Simon's apparently going back to his immediately post-Garfunkel
style, according to advance notices. For my money, this was his
least amazing creative period: he did better work both before and
after. But what has me a bit confused is that I thought I
remembered him saying that he was done with regular albums after
Rhythm of the Saints, and that he was going
to close out his whole career with The Capeman.
Apparently not, but I'm not complaining. U2 are also coming off what
a lot of people think of as a disappointment, and returning to a more
"classic" sound. They've released a single -- try the completely
obvious web address if you want to hear it -- which purports to be
their first single in N years. Which is a complete lie, if you happen
to remember the web release of "Ground Beneath Her Feet"
(lyrics by Salman Rushdie, somehow connected to his book of the same title)
from the soundtrack to Wim Wenders' The Million Dollar Hotel.
Man, did that one ever vanish from the radar screens. "Beautiful
Day" is pretty catchy -- it definitely grows on you to the point where you're
in danger of putting it on infinite repeat, as Scarius over at
Shafted did.
Radiohead, though, are another matter. After OK Computer,
which was amazingly unbelievably heartrendingly good, but definitely more than
a little out there, as albums go, those irrepressibly depressed-seeming
Brits holed up in a makeshift studio for a couple months and recorded
enough songs to fill up both their forthcoming album, Kid A
and a whole 'nother one, tentatively being planned for a spring release (plus,
there are rumors they're about to go right back into the studio and record another
one, which would double their extant work in something on the order of a year).
From all indications, they filled up Kid A with all the uncommercial
songs, and then dubbed, mixed, altered, arranged, and generally mutated the hell out of
them to the point where they barely even sound like music from this planet.

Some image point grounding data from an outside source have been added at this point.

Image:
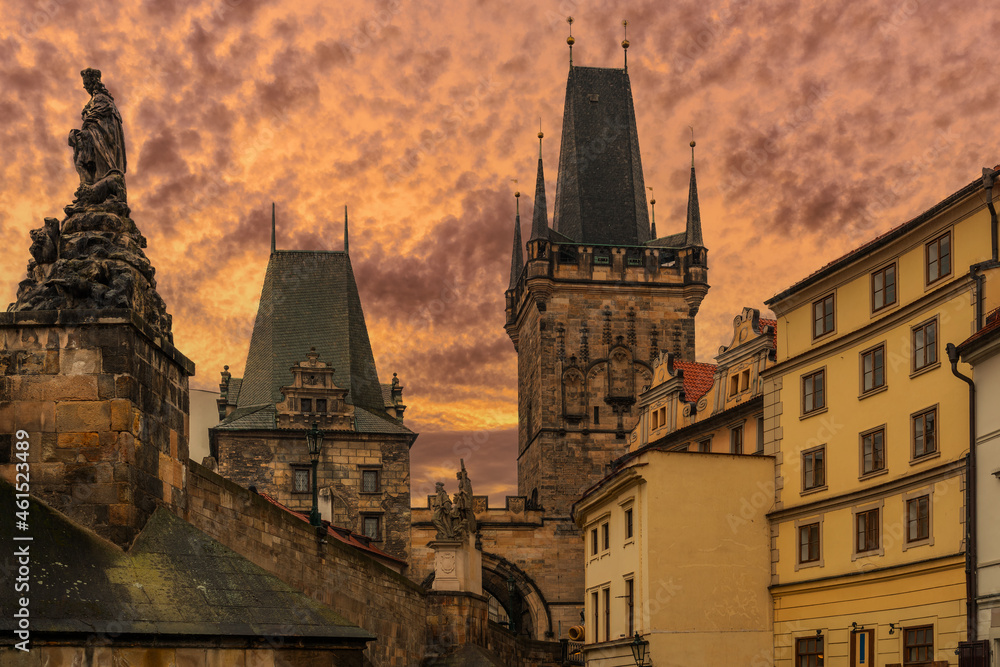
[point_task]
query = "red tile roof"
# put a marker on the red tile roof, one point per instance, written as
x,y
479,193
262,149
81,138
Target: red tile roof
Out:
x,y
697,378
349,538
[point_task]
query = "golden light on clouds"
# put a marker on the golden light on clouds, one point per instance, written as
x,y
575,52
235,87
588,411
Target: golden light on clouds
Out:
x,y
818,124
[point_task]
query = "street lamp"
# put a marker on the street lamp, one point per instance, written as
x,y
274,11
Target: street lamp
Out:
x,y
314,441
639,648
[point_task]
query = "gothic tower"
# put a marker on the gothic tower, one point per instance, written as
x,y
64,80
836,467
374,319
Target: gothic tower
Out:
x,y
596,297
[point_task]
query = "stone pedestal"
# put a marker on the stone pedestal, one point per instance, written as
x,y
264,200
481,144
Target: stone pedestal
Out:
x,y
103,398
458,566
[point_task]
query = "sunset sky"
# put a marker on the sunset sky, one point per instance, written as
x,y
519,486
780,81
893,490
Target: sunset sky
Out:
x,y
819,125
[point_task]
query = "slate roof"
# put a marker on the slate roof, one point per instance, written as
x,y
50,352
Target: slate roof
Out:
x,y
698,378
600,193
173,581
310,299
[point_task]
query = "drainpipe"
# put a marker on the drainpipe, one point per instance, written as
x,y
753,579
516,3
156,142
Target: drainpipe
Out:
x,y
989,178
971,574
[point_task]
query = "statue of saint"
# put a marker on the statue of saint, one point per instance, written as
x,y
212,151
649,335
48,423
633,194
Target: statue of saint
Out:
x,y
442,515
99,144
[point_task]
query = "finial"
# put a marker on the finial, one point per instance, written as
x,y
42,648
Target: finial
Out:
x,y
625,41
345,228
570,40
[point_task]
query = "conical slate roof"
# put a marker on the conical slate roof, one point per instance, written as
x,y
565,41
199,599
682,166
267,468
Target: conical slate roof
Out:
x,y
310,299
600,193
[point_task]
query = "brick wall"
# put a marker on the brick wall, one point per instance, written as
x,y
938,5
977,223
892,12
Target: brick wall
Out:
x,y
363,591
105,406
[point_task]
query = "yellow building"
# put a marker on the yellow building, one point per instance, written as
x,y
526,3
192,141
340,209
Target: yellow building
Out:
x,y
870,432
676,538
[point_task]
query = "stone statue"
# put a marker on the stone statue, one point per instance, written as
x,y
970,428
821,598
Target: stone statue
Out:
x,y
99,146
93,259
443,514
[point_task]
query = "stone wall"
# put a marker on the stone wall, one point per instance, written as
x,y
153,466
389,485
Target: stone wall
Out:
x,y
105,405
133,656
364,591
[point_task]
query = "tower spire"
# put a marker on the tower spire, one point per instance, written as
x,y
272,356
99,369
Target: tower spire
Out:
x,y
345,228
692,236
540,216
652,207
570,40
516,256
625,41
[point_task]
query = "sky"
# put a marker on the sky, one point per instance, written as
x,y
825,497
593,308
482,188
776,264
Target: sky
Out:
x,y
819,125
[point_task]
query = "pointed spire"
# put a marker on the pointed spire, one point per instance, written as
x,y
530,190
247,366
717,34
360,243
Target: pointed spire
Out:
x,y
652,207
516,256
570,40
692,236
540,216
345,228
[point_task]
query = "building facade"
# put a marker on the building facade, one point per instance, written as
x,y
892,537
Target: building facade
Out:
x,y
870,432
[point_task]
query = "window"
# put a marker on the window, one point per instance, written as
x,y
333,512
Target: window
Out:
x,y
813,392
884,287
873,369
823,316
866,529
736,440
370,482
873,451
925,433
630,605
924,345
607,614
813,469
918,518
809,543
918,645
595,605
301,478
937,255
371,526
809,652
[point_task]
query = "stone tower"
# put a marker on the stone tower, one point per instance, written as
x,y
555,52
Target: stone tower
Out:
x,y
596,297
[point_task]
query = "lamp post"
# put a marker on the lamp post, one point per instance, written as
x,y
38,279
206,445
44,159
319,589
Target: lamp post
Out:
x,y
639,648
314,441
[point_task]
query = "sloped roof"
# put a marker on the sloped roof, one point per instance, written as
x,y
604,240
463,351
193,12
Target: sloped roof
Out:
x,y
600,193
310,299
880,240
173,581
698,378
348,537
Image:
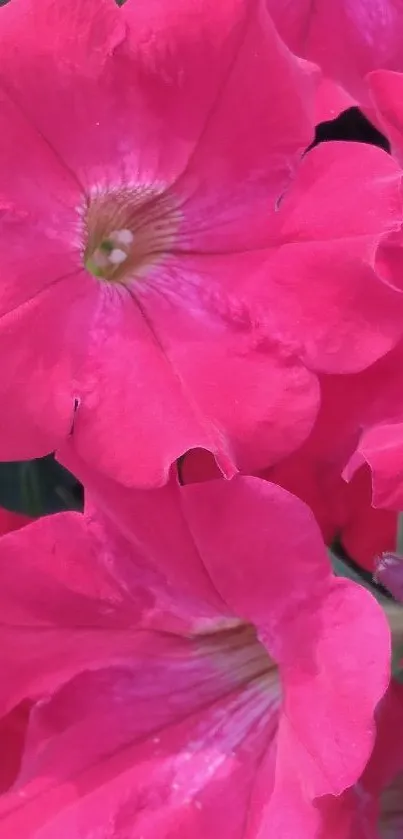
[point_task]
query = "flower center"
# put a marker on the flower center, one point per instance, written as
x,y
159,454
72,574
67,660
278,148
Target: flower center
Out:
x,y
127,231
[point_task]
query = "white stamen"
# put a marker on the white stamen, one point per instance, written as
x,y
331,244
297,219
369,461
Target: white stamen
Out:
x,y
122,237
117,256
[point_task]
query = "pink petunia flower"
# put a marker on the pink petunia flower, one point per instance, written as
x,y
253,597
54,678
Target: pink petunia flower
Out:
x,y
373,808
143,151
347,39
163,288
201,677
12,521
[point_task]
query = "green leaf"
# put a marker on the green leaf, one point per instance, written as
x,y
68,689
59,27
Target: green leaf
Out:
x,y
38,487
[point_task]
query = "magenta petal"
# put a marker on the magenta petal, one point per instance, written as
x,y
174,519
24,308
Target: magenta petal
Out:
x,y
389,572
327,245
297,604
347,39
62,610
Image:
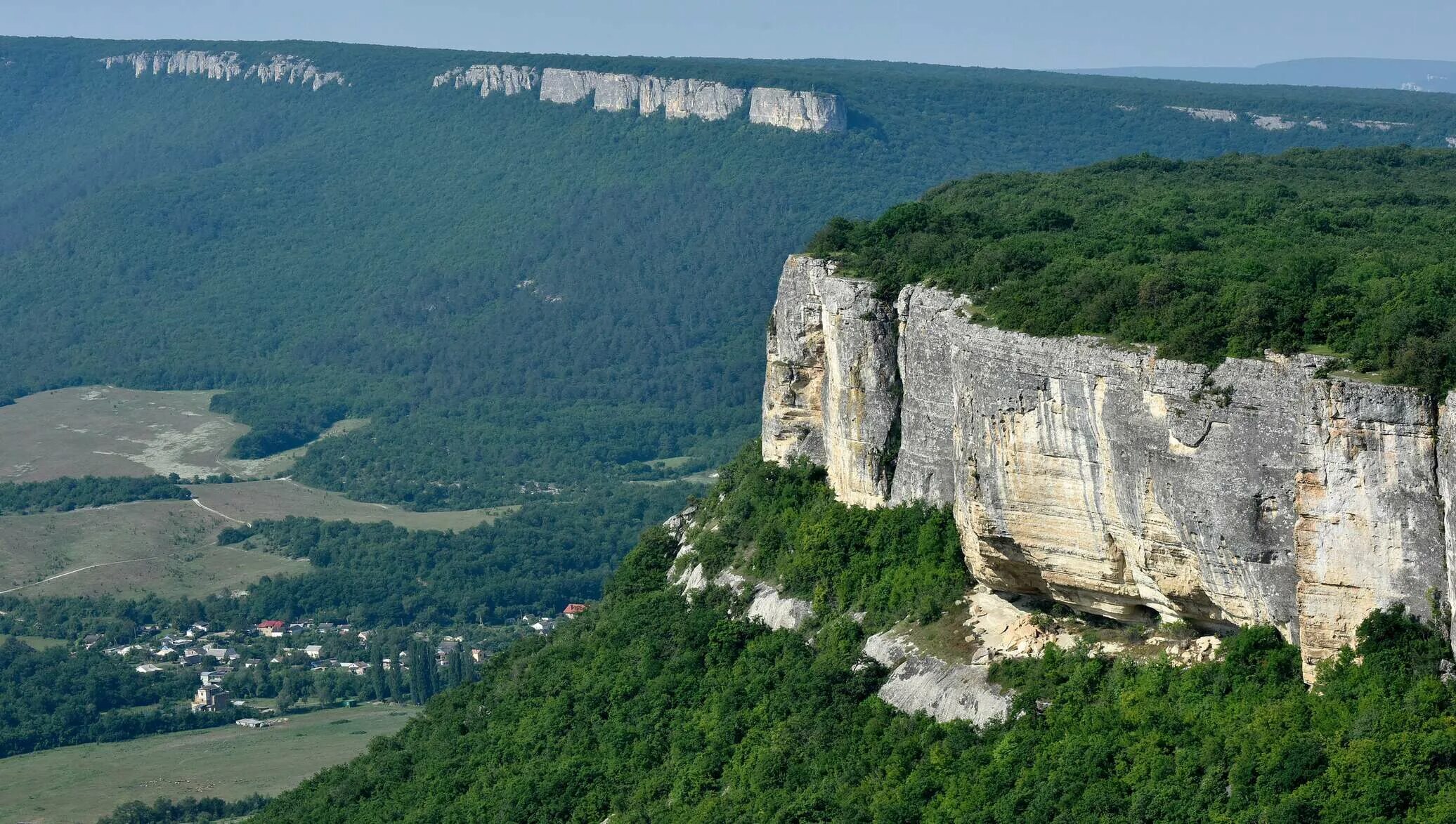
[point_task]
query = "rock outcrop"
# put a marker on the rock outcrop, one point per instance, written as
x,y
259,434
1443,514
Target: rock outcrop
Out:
x,y
1107,478
506,79
677,99
940,689
647,93
801,111
228,66
1211,115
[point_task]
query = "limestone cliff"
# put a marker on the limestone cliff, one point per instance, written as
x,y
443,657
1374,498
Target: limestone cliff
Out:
x,y
676,98
1108,478
801,111
620,92
228,66
506,79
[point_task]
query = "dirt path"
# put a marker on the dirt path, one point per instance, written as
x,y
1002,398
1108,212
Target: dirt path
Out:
x,y
82,570
198,501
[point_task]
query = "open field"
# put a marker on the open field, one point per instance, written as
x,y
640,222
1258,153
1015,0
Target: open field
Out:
x,y
104,430
34,642
271,499
80,784
169,548
129,549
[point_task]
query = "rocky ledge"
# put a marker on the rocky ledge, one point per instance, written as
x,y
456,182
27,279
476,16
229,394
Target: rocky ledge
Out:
x,y
1110,479
649,95
228,66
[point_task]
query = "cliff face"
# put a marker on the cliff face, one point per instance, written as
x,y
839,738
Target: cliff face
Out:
x,y
676,98
226,66
506,79
801,111
1108,478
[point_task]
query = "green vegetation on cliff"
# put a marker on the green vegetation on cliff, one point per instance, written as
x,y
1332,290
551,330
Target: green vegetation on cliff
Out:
x,y
651,709
1346,251
513,292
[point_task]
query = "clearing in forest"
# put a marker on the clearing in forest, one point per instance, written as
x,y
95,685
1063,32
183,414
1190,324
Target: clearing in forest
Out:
x,y
88,780
108,431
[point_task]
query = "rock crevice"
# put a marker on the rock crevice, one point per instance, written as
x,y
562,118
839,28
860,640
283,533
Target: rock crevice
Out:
x,y
650,95
1114,480
228,66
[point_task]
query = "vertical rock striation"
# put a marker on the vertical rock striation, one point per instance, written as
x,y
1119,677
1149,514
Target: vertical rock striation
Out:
x,y
1110,479
506,79
832,382
705,99
647,93
226,66
800,111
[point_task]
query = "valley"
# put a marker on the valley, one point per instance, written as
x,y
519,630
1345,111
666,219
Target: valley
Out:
x,y
76,785
1041,480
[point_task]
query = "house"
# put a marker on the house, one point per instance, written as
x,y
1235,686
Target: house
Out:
x,y
220,653
446,650
210,698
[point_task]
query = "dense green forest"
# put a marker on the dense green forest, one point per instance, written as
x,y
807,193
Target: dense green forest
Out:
x,y
56,698
1346,251
66,494
651,709
513,292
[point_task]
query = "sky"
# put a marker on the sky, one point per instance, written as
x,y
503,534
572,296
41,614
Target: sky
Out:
x,y
1017,34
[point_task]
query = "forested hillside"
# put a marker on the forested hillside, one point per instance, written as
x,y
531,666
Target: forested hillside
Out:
x,y
1346,252
516,293
651,709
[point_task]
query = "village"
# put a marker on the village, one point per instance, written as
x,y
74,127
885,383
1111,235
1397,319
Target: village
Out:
x,y
277,666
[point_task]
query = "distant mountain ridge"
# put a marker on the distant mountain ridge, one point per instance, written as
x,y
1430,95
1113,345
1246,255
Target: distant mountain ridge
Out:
x,y
1344,72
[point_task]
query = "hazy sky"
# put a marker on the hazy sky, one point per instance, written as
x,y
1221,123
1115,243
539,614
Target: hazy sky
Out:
x,y
1024,34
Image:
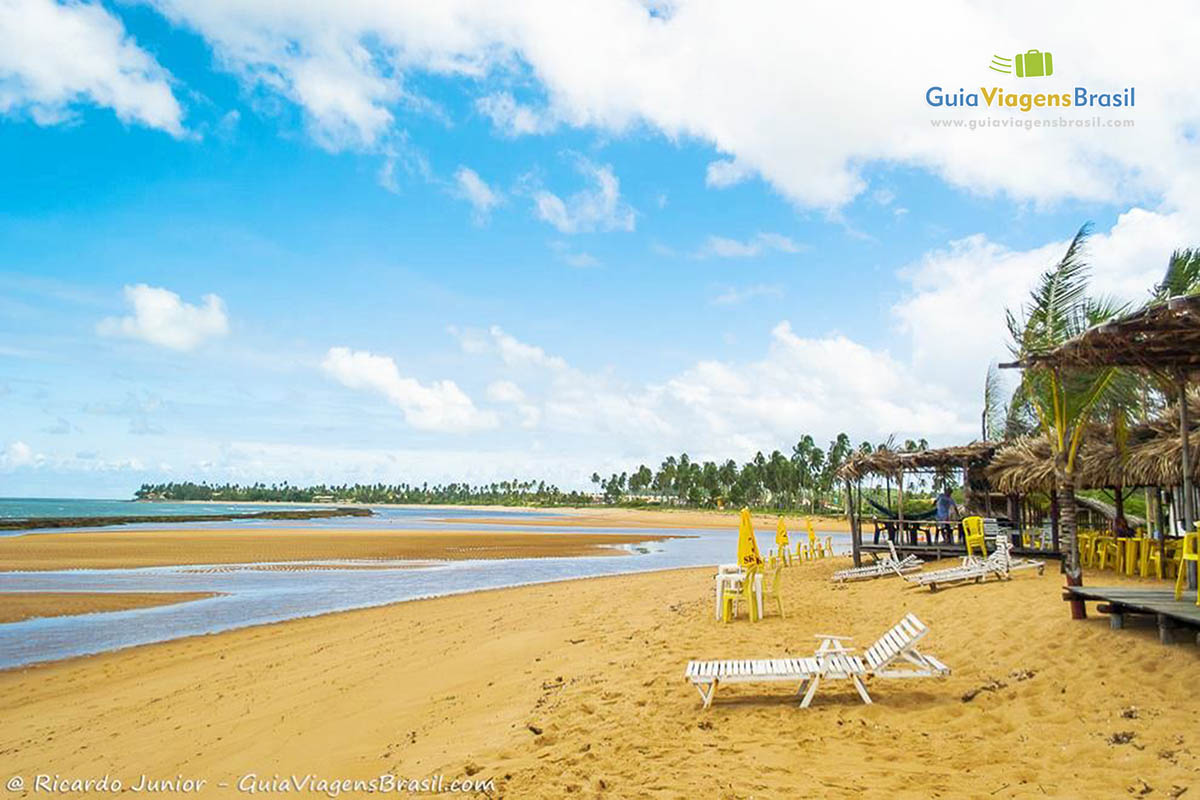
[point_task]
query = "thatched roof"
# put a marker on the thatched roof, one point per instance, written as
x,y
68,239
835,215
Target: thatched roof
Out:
x,y
1108,510
1152,456
893,462
1161,336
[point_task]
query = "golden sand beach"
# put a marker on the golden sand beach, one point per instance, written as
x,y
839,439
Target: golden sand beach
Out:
x,y
16,606
136,548
576,690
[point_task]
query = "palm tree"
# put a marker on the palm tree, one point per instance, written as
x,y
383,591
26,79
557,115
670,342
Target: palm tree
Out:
x,y
1182,275
1063,401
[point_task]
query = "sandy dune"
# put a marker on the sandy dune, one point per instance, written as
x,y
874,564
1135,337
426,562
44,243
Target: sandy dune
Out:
x,y
16,606
575,689
135,548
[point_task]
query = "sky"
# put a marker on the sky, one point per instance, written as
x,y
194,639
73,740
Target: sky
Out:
x,y
396,240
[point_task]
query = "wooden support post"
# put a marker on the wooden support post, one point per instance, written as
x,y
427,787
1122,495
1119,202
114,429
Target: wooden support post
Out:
x,y
1181,383
1054,521
856,533
1165,629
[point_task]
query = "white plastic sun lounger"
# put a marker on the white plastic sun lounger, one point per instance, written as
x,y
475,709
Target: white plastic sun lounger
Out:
x,y
894,655
886,566
999,563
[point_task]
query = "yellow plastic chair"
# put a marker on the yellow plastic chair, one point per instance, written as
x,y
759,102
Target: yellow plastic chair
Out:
x,y
771,589
1131,554
1171,567
1146,545
1107,553
745,594
1086,545
1189,552
973,535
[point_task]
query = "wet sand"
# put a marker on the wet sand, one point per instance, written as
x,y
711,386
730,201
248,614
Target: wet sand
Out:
x,y
669,518
17,606
576,690
130,548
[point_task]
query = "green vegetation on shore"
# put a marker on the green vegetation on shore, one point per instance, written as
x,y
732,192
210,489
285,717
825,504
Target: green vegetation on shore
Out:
x,y
803,481
102,522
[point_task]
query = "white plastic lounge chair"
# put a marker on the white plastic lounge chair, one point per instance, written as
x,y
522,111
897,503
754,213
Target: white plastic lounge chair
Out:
x,y
999,563
885,566
894,655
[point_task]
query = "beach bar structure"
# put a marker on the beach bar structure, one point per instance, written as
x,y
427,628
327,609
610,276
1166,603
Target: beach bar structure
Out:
x,y
898,464
1162,340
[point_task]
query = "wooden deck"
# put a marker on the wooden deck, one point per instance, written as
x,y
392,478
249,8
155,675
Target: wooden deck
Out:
x,y
1121,601
942,551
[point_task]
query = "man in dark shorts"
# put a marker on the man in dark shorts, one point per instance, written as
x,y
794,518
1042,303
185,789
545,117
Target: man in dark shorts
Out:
x,y
946,507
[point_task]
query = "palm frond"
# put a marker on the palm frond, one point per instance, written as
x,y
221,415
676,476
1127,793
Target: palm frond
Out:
x,y
1182,275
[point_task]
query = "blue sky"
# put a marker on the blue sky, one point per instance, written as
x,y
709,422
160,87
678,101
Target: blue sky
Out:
x,y
239,245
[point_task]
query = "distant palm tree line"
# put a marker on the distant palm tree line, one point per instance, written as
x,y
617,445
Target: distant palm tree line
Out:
x,y
804,481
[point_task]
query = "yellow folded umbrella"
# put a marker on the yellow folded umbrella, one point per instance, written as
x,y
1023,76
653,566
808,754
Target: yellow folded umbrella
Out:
x,y
748,548
781,535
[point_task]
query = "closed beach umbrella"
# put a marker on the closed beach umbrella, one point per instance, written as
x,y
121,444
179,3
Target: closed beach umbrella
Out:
x,y
748,548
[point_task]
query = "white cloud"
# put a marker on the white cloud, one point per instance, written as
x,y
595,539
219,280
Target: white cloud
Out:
x,y
757,245
953,313
55,56
739,407
725,173
504,391
439,405
697,73
18,453
579,259
160,317
735,295
598,208
511,350
508,392
473,188
510,118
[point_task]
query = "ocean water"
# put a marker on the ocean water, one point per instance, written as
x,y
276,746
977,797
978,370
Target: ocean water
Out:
x,y
251,595
28,507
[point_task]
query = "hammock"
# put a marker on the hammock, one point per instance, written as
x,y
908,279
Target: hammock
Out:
x,y
892,515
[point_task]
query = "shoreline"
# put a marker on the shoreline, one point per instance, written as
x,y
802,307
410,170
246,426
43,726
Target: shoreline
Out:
x,y
22,606
39,552
49,523
586,697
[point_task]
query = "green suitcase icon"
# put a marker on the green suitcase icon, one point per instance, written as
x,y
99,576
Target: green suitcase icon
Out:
x,y
1035,64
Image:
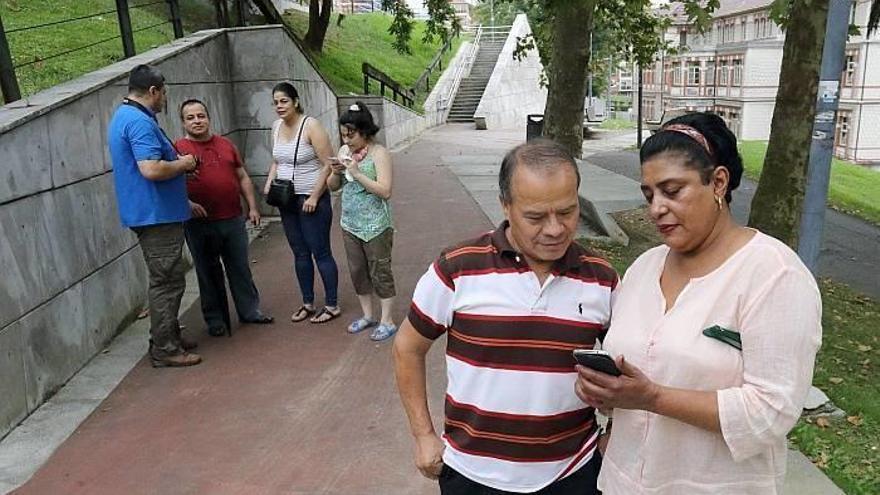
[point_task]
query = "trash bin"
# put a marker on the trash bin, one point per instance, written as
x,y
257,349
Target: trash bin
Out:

From early reports, it seemed like there were a couple distinct possibilities. One,
they might have decided that they needed to prove some sort of existential legitimacy,
much in the fashion of modern orchestral music. Two, they might be trying to royally
screw over their record label. Three, it might all be a huge joke. Four,
they could be trying to achieve whole new kinds of musical beauty by destroying
and reinterpreting familiar forms.
Well, the BBC is
streaming the album on demand through Friday of this week, so I went
and gave it a listen today. And then I immediately gave it another one. And,
given that it was a fourteen-hour day at work, I gave it two more over the course of
the day. And, in my opinion at least, it's definitely possibility number four all the
way, and they've pulled it off. Like OK Computer, the new
album is of a pice: it coheres from start to finish, even though the songs vary
a great deal. There are a lot of strange mixing tricks, some very odd arrangements,
and some incredibly weird vocal distortions. The expressive range is restricted,
the instrumental sounds are somehow confined to a very narrow range, even as they
draw from all across the orchestra and the electronics rack. They've opened up the
musical canvas in some new ways, even as they work with an extremely limited palette
melodically and dynamically. And somehow, it works. The slightest changes in
intensity, the crossfades and tempo changes, little twists of voice -- it all acquires
a deep resonance somehow, becomes incredibly moving. You reach the end of it
turned inside-out and listening to music in a new way. They're just putting together
the available elements in imaginative new ways, and the result is evocative and emotionally
draining. I have no idea how they did it, but somehow they did.